Allah'ın tüm insanlara eşit olarak bahşettiği nimeti ( Fussilet 41/10 ) gasp edip, onu insanlara "para" karşılığında verme ( satma ) uygulaması, esasen olmaması gereken şeytani bir fenomendir. Nihayetinde birbirlerinin ihtiyaçlarını karşılamak için çalışan ve üreten insanların, ayrıca ürettiklerini birbirlerine "para" koşuluyla vermeleri en basit ifadeyle anlamsızdır, saçmadır. Bu sav basit bir şekilde, üç kişi üzerinden şöyle örneklenebilir.
Birinci kişi çiftçi olup tarlada sebze üretmeye, ikinci kişi zanaatkar olup ayakkabı üretmeye, üçüncü kişi de öğretmen olup eğitimli insanlar üretmeye çalışmaktadır. Görüleceği üzere bu üç kişi, temel ihtiyaç niteliğindeki nimetleri tedarik etmek suretiyle birbirlerine hizmet etmektedirler. Dolayısıyla zaten aralarında hesaplaşmış durumda olduklarından, ayrıca "para" gibi suni bir olguya ihtiyaç duymamaktadırlar.
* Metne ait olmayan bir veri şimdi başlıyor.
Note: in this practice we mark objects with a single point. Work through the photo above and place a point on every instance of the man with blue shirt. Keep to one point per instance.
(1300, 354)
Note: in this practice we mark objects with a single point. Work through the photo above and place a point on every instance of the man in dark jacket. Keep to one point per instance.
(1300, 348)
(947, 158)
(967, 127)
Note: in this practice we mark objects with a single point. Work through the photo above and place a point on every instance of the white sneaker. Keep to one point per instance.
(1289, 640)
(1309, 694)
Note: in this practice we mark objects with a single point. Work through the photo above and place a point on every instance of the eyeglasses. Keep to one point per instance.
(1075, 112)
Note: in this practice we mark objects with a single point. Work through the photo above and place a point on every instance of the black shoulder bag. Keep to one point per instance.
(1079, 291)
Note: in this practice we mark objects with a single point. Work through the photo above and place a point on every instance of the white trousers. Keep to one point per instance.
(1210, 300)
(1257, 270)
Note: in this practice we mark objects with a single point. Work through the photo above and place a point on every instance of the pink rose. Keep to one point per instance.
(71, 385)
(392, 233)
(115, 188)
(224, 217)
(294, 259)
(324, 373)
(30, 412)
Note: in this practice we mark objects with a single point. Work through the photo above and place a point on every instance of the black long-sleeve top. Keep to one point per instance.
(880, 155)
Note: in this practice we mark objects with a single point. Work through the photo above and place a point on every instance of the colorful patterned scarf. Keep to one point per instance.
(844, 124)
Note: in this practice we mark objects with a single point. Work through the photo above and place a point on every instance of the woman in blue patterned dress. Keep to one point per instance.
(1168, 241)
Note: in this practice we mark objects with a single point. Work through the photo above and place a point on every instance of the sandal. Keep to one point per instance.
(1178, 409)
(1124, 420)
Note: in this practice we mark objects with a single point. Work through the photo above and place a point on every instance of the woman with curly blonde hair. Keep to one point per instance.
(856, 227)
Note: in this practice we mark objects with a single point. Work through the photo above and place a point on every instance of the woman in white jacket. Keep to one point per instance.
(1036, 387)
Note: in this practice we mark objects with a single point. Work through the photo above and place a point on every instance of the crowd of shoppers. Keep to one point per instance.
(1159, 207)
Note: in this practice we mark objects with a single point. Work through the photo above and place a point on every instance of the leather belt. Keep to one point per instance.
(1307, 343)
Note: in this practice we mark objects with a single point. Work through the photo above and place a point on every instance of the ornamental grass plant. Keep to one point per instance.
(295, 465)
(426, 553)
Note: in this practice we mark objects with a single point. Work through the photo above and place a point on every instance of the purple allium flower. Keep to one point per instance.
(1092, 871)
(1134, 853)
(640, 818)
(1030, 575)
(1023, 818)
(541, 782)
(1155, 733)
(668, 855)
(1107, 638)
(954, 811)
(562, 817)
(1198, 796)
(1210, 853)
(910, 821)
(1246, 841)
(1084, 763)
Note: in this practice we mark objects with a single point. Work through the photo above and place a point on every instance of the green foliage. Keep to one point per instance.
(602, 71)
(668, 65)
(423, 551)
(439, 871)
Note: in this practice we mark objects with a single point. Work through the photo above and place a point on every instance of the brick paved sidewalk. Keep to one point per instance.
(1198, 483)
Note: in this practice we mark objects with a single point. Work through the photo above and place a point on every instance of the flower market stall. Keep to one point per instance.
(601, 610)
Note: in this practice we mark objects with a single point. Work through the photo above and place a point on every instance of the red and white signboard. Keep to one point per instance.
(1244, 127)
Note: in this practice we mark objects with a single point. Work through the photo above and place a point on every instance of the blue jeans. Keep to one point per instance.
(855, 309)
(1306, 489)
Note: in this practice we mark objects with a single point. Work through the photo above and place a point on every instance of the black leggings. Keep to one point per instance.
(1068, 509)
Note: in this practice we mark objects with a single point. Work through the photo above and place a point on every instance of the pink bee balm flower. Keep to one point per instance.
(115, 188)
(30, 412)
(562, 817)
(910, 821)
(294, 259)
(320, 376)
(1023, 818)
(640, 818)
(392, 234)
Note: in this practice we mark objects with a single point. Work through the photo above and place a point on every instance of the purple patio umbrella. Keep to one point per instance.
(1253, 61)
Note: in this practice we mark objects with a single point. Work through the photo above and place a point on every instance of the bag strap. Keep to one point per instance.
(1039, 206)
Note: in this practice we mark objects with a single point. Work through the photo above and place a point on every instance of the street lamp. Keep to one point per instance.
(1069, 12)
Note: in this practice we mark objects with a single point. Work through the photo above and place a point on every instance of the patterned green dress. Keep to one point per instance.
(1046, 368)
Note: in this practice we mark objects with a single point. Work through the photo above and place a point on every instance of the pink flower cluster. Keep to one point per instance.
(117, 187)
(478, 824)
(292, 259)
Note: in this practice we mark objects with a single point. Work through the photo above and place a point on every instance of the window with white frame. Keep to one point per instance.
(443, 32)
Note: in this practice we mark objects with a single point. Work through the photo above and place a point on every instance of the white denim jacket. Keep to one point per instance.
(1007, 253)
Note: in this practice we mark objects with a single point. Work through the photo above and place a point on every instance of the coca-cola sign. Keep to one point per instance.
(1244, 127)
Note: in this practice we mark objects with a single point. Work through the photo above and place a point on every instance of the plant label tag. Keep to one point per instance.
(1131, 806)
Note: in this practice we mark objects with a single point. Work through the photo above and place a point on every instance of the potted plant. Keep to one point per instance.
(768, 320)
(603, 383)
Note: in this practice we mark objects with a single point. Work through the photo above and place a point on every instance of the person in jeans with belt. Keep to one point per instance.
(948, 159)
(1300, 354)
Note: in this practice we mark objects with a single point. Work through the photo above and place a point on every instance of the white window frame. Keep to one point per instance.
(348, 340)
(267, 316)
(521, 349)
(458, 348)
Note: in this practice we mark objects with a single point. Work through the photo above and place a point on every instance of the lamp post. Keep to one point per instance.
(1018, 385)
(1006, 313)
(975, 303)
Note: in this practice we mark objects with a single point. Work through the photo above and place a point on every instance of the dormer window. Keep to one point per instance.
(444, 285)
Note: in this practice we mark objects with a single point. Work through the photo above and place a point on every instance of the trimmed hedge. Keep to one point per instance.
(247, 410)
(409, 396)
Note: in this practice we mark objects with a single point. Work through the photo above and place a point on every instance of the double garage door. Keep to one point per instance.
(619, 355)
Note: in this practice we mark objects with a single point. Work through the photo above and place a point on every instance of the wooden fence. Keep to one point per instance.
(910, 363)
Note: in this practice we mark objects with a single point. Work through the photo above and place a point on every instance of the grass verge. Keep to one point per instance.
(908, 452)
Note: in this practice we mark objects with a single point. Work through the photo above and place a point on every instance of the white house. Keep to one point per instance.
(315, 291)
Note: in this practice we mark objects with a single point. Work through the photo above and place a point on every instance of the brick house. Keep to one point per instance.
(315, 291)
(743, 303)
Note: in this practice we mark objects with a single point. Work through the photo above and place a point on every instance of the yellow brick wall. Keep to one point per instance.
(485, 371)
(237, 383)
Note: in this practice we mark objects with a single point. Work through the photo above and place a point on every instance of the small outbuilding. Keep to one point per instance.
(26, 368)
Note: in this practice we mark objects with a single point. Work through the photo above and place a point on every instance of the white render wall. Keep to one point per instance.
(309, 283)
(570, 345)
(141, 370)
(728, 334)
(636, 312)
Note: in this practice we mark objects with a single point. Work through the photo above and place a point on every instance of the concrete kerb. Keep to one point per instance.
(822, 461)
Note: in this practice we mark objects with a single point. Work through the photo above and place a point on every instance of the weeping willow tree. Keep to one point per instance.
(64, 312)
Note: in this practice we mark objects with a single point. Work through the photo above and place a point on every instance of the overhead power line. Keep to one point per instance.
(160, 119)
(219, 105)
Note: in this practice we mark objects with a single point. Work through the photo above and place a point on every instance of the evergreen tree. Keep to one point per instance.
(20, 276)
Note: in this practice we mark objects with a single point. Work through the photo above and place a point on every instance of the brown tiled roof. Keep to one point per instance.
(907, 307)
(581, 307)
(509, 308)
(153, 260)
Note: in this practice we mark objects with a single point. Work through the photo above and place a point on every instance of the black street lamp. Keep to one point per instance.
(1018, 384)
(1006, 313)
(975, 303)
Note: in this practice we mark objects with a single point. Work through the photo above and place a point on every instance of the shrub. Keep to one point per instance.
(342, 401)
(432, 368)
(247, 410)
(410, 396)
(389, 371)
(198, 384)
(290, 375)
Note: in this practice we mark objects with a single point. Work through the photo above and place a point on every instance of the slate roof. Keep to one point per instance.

O halde "para" neden vardır? Bir araçmış gibi topluma benimsetilmiş olan para, esasen "aracın amaç edinilmesini, batılın putlaştırılmasını, şeytanların yüceltilmesini" sağlamak, insanları gerçekten ayırmak, onların gerçek ile ve dolayısıyla Allah ile bağını kesmek için var edilmiş hipnotik bir olgudur. Evet para bir araçtır, ama sadece şeytanın, Allah'a giden yolun üzerine oturmasını sağlayan ve insanların gerçeği algılamalarını ve Rab'bi hissetmelerini "engelleyen" bir araçtır, bir "engel"dir, bir "paravan"dır.
7/16 "Öyleyse, beni azdırmandan dolayı, onlara karşı, senin doğru yolunun üstüne oturacağım." dedi.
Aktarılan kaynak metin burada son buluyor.